Noi puntiamo a valorizzare le iniziative locali e civiche profondamente radicate nel territorio e che purtroppo non trovano una rappresentanza nei contesti nazionali ed europei. Le cui istanze, quindi, non rimangono solo inespresse, ma vengono intercettate da forze antagoniste e in alcuni casi avverse al territorio. La nostra iniziativa è quindi quella di valorizzare e rappresentare queste energie politiche tramite una piattaforma comune capace di riportare la cittadinanza al voto e di cercare di portare la voce dei territori nelle istituzioni europee. Un progetto di mobilitazione dei territori che abbiamo cercato di portare avanti, e ci siamo riusciti, alle elezioni per il parlamento siciliano e a quelle nazionali e che cercheremo di portare avanti anche alle elezioni Europee. Per quelli che sono invece i partiti nazionali che non si riconoscono nelle coalizioni e forze convenzionali, invece, cerchiamo di proporre un progetto capace di portare quelle istanze di governo e quelle battaglie ideali in un contesto comune capace di creare una vera alternativa politica alla politica dell’iperbole in cui siamo immersi.

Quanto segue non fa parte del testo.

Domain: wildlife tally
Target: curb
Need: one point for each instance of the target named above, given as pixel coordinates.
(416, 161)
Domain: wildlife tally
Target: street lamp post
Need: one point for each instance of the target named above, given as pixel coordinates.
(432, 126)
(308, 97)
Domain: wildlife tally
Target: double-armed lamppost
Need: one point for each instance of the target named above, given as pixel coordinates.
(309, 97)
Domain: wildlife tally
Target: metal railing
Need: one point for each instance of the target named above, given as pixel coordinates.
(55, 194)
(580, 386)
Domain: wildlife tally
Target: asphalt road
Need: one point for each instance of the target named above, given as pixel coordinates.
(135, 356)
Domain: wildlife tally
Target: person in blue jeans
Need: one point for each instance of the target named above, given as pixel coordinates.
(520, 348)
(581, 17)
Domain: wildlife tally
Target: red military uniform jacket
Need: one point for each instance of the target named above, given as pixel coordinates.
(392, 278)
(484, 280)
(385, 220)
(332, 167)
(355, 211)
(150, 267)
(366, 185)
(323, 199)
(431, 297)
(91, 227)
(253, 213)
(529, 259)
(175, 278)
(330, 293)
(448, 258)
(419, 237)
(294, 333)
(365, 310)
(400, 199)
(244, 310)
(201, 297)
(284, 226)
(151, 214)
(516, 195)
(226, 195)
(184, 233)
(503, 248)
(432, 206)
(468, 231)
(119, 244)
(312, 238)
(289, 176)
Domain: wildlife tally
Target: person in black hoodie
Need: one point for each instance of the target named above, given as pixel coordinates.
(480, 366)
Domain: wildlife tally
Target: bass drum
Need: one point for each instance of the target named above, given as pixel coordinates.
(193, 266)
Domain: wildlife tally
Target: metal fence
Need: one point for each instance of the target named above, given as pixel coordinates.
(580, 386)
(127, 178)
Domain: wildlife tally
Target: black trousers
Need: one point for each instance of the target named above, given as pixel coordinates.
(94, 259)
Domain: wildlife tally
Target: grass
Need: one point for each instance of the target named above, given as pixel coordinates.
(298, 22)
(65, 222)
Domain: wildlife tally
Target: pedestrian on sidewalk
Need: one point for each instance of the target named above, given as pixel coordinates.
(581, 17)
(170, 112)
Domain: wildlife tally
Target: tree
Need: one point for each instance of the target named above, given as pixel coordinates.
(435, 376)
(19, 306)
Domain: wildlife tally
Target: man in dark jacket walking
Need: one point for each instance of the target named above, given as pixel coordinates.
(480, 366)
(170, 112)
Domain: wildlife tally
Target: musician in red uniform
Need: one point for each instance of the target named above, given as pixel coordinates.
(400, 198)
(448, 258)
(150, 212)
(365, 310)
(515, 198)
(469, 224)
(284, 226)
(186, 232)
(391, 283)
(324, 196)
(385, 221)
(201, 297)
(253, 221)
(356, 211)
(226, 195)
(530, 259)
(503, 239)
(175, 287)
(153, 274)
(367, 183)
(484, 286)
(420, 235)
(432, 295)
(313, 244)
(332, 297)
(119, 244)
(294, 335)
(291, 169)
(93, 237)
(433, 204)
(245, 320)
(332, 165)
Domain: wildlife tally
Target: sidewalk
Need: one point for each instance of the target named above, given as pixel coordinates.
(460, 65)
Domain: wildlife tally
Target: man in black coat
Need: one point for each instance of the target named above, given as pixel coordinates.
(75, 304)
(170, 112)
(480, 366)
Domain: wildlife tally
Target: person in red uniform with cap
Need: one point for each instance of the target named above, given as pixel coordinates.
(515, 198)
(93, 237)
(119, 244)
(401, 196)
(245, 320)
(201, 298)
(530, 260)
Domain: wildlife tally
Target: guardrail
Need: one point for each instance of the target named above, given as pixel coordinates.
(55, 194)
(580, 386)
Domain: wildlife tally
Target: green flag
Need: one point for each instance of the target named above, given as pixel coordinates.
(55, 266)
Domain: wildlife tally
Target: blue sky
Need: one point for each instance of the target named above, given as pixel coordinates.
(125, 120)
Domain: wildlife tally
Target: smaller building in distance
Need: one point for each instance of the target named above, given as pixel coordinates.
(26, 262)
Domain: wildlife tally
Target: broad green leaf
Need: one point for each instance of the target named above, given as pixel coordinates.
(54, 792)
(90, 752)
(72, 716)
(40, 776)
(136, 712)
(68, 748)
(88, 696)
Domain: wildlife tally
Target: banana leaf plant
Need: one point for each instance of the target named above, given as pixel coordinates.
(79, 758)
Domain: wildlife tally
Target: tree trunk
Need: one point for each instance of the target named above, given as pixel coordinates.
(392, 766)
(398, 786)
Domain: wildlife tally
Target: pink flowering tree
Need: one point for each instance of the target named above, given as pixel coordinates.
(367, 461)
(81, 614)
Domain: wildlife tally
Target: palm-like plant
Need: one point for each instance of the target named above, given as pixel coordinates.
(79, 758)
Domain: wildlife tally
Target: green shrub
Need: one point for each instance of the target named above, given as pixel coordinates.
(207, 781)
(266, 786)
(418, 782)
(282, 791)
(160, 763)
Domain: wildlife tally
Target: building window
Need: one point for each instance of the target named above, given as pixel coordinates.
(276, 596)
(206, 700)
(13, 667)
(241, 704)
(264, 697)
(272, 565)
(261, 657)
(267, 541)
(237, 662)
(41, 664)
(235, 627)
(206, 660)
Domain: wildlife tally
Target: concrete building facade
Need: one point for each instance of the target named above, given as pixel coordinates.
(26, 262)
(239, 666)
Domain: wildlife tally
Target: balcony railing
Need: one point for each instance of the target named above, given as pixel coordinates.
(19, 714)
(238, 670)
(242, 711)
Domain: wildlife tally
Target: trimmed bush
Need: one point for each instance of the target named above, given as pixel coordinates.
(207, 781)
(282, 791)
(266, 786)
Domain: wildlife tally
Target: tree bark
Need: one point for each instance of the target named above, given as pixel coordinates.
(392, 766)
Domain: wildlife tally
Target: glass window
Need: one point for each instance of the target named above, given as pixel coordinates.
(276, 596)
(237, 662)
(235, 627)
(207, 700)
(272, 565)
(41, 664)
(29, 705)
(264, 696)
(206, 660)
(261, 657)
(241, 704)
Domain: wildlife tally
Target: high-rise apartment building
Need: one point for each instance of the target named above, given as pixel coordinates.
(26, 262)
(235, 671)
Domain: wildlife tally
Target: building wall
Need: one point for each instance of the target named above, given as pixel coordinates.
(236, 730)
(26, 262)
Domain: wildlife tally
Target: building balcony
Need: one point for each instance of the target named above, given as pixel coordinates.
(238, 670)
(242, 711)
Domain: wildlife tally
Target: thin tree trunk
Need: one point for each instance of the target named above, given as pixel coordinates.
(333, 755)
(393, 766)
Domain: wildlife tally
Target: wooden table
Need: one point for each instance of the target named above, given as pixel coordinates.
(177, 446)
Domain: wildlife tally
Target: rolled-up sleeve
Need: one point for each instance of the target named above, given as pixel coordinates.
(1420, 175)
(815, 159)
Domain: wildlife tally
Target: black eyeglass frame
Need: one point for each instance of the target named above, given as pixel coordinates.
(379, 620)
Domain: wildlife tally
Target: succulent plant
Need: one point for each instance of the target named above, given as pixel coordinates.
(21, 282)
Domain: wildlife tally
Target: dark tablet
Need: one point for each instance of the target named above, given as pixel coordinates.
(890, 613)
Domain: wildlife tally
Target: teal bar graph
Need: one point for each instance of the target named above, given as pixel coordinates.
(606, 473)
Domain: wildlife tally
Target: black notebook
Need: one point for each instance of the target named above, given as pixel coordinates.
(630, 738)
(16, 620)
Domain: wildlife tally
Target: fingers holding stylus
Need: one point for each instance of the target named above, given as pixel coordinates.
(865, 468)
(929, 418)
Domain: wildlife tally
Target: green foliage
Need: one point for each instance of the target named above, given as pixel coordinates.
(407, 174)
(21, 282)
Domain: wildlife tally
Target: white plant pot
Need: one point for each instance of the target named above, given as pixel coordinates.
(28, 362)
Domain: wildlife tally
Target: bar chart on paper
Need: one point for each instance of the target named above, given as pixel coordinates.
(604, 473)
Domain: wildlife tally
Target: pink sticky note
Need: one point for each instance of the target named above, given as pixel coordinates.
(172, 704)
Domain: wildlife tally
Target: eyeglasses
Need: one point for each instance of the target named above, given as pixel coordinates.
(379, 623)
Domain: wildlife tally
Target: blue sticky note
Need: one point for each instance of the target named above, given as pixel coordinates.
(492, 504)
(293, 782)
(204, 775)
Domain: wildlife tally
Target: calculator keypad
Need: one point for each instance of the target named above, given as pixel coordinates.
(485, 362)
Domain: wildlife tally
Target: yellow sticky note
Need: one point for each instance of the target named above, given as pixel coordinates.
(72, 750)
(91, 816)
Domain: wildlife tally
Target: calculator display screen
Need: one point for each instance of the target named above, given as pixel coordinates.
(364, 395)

-Quale sarebbe il disegno per l’Europa di “Sud Chiama Nord”?
Quello di creare una “Europa dei territori”, capace di valorizzare e armonizzare le identità dei popoli europei, cercando di contrastare sia il centralismo nazionale che quello sovranazionale europeo. Credo sia, quindi, fondamentale tradurre in termini “europeisti” e comuni alcune politiche ed ambiti che devono essere affrontati insieme: la difesa europea; la gestione dei flussi migratori; le nuove sfide dell’innovazione. Ristabilendo però il ruolo degli stati e dei territori rispetto ad alcuni interventi invasivi di stampo centralista, per cercare di fare convergere l’interesse nazionale con quello comunitario.
-Quali sono i suoi riferimenti culturali? Chi c’è nel Pantheon di Cateno De Luca?
Io mi sono sempre definito uno sturziano. Don Luigi Sturzo quindi è stato un punto di riferimento e la cui visione dei corpi intermedi, delle municipalità, non centralista non è stata solo la mia visione di fondo ma anche la prassi che ho cercato di portare in ogni mia esperienza politica. Per questo non mi piace questa impostazione dell’Italia centralista e invasiva, poiché mortifica il territorio e ne impedisce le potenzialità. A livello politico Alcide De Gasperi, per il senso dello Stato e delle istituzioni, mentre a livello umano San Francesco, per la sua umiltà e semplicità.